Problem 6. A target is located at the point $(40, 10)$ meters from the launch point (i.e., $40$ m downrange and $10$ m above launch height). The launch speed is $v_0 = 25$ m/s. Find a launch angle $\theta$ that makes the projectile pass through this point.

Hint: Substitute the target coordinates into the trajectory equation and solve for $\theta$. You may find it helpful to write $\tan\theta = u$ and express $\cos^2\theta$ in terms of $u$.

Check your answer

Using the trajectory equation with $x_0 = y_0 = 0$: $$y = (\tan\theta)\,x - \frac{g}{2v_0^2\cos^2\theta}\,x^2$$ Substitute $(x, y) = (40, 10)$, $g = 10$, $v_0 = 25$: $$10 = 40\tan\theta - \frac{10}{2(625)\cos^2\theta}(1600)$$ $$10 = 40\tan\theta - \frac{16000}{1250\cos^2\theta}$$ $$10 = 40\tan\theta - \frac{12.8}{\cos^2\theta}$$ Using the identity $\frac{1}{\cos^2\theta} = 1 + \tan^2\theta$ and letting $u = \tan\theta$: $$10 = 40u - 12.8(1 + u^2)$$ $$10 = 40u - 12.8 - 12.8u^2$$ $$12.8u^2 - 40u + 22.8 = 0$$ Using the quadratic formula: $$u = \frac{40 \pm \sqrt{1600 - 4(12.8)(22.8)}}{2(12.8)} = \frac{40 \pm \sqrt{1600 - 1167.36}}{25.6} = \frac{40 \pm \sqrt{432.64}}{25.6}$$ $$u = \frac{40 \pm 20.8}{25.6}$$ This gives $u_1 \approx 2.375$ or $u_2 \approx 0.75$, corresponding to $\theta_1 \approx 67.1°$ and $\theta_2 \approx 36.9°$. There are *two* valid launch angles.
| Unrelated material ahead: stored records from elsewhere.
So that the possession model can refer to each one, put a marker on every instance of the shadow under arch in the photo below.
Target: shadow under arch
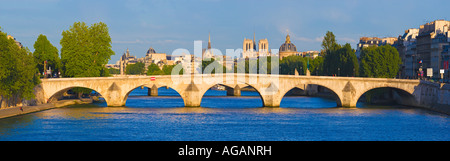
(67, 93)
(167, 97)
(310, 96)
(218, 98)
(386, 96)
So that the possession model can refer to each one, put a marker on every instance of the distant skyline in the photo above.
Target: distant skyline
(169, 25)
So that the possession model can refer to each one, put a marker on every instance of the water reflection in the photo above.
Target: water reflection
(227, 118)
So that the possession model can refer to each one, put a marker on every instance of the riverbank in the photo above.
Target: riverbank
(14, 111)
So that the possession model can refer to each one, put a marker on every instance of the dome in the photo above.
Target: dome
(288, 46)
(151, 51)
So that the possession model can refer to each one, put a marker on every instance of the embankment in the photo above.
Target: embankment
(14, 111)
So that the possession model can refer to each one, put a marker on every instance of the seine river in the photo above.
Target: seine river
(228, 119)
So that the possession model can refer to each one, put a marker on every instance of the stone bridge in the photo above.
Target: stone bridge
(272, 88)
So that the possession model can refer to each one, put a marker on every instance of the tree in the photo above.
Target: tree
(289, 64)
(348, 65)
(85, 50)
(45, 51)
(167, 69)
(153, 69)
(338, 60)
(329, 42)
(135, 69)
(380, 62)
(210, 66)
(17, 71)
(316, 65)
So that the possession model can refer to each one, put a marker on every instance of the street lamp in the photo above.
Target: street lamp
(339, 71)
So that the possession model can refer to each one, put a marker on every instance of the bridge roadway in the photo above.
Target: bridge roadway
(272, 88)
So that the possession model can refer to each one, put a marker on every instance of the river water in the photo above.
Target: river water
(227, 118)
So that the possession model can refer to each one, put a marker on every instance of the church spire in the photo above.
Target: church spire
(209, 40)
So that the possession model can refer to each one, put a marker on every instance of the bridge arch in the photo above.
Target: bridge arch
(58, 93)
(148, 86)
(401, 95)
(304, 87)
(233, 86)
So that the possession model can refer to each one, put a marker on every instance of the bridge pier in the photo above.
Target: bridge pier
(192, 96)
(152, 91)
(236, 91)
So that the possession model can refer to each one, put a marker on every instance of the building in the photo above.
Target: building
(311, 54)
(125, 60)
(151, 57)
(445, 57)
(406, 47)
(287, 48)
(432, 38)
(207, 53)
(373, 41)
(249, 48)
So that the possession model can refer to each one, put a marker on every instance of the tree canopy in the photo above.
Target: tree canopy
(17, 71)
(380, 62)
(85, 50)
(154, 69)
(289, 64)
(338, 60)
(135, 69)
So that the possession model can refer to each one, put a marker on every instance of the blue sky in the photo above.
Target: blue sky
(167, 25)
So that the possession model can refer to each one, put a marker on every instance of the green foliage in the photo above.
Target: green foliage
(18, 72)
(290, 63)
(209, 66)
(167, 69)
(153, 69)
(329, 42)
(380, 62)
(339, 60)
(262, 65)
(135, 69)
(45, 51)
(113, 71)
(85, 50)
(316, 65)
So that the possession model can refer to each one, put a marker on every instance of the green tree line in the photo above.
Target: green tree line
(18, 72)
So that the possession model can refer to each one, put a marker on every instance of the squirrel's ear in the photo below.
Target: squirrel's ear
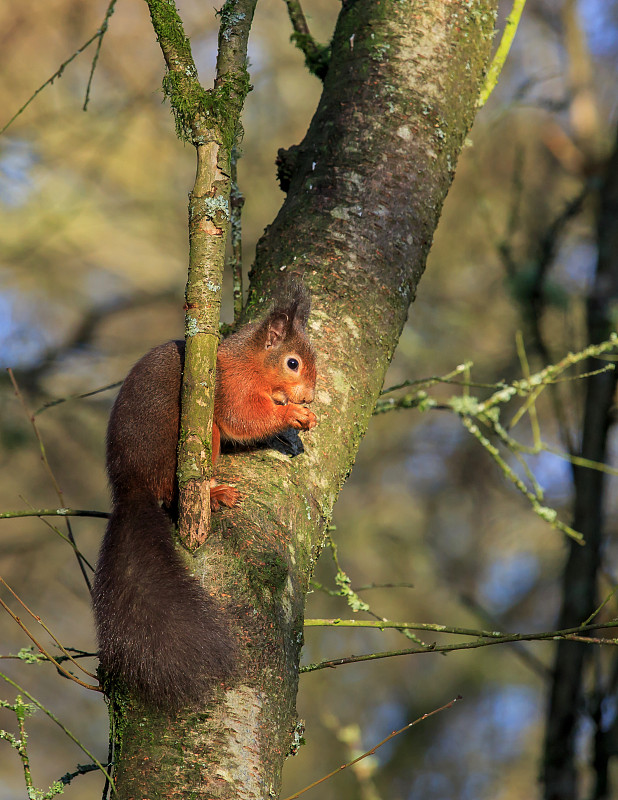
(296, 303)
(277, 326)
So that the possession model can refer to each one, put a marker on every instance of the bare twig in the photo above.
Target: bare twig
(572, 634)
(80, 559)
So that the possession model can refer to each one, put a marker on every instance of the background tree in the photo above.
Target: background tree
(416, 519)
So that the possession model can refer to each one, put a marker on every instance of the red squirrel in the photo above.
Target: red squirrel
(159, 632)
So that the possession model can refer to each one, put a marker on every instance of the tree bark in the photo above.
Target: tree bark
(366, 187)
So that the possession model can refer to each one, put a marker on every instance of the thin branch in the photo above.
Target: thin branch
(46, 629)
(382, 625)
(48, 655)
(495, 68)
(237, 202)
(80, 559)
(317, 56)
(375, 747)
(55, 719)
(58, 73)
(571, 634)
(81, 396)
(101, 33)
(54, 512)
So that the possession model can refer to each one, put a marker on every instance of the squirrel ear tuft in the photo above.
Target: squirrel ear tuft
(295, 302)
(291, 308)
(278, 324)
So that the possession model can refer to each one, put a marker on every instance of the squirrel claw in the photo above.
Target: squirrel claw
(223, 496)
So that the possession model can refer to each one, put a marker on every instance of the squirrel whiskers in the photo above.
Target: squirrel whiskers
(158, 630)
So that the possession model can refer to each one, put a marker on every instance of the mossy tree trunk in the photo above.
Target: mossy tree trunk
(366, 187)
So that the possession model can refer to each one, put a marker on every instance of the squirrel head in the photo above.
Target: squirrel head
(289, 358)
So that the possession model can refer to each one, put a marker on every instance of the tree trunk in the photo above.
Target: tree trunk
(579, 592)
(366, 187)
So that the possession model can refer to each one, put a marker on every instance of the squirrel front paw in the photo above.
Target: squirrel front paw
(223, 496)
(300, 417)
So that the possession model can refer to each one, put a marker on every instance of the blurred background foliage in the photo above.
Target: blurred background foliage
(92, 271)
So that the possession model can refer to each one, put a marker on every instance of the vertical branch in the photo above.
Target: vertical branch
(208, 119)
(580, 575)
(237, 202)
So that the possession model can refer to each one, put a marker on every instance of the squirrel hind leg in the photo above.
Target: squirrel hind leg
(223, 496)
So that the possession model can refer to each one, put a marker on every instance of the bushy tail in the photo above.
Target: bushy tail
(158, 630)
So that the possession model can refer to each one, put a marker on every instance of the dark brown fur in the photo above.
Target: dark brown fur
(158, 630)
The lower angle produces a flatter trajectory that passes through the point on the way up (or along a shallow arc). The higher angle produces a tall, arcing trajectory that passes through the same point on the way down. This is another manifestation of the complementary-angle pairing, now generalized to an elevated target.

Reflection

Reflection: What made projectile motion simpler than you expected?

If you look back at this section, the entire analysis reduced to two independent one-dimensional problems --- both of which you had already solved in Chapter 2. The horizontal problem was trivial (constant velocity). The vertical problem was free fall. No new equations were needed. No new techniques. The only new idea was component independence: the recognition that horizontal and vertical motions proceed without influencing each other.

Ask yourself: what assumption is doing all the work? It is the assumption that the only force is gravity, which acts purely vertically. This is what guarantees $a_x = 0$ and makes the components independent. The moment a force has components that depend on the full velocity vector --- like air drag --- the independence breaks, and the simplicity evaporates.

Projectile motion is not important because of its formulas. It is important because it is the first example of a strategy: decompose a vector problem into independent scalar problems, solve each one separately, and combine the results. You will use this strategy again and again --- in circular motion, in multi-body problems, and eventually in every branch of physics where symmetry allows you to separate directions.

Looking Ahead

Projectile motion was the cleanest possible application of component independence: one component had zero acceleration, and the other had constant acceleration. The two directions were completely decoupled.

In Section 3.5, we turn to relative motion and moving reference frames. There, you will add velocity vectors that belong to different observers --- the boat and the river, the plane and the wind. The independence idea will still be at work (you decompose into components to add vectors), but now the question becomes: whose components? Choosing the right reference frame will be as important as choosing the right coordinate axes.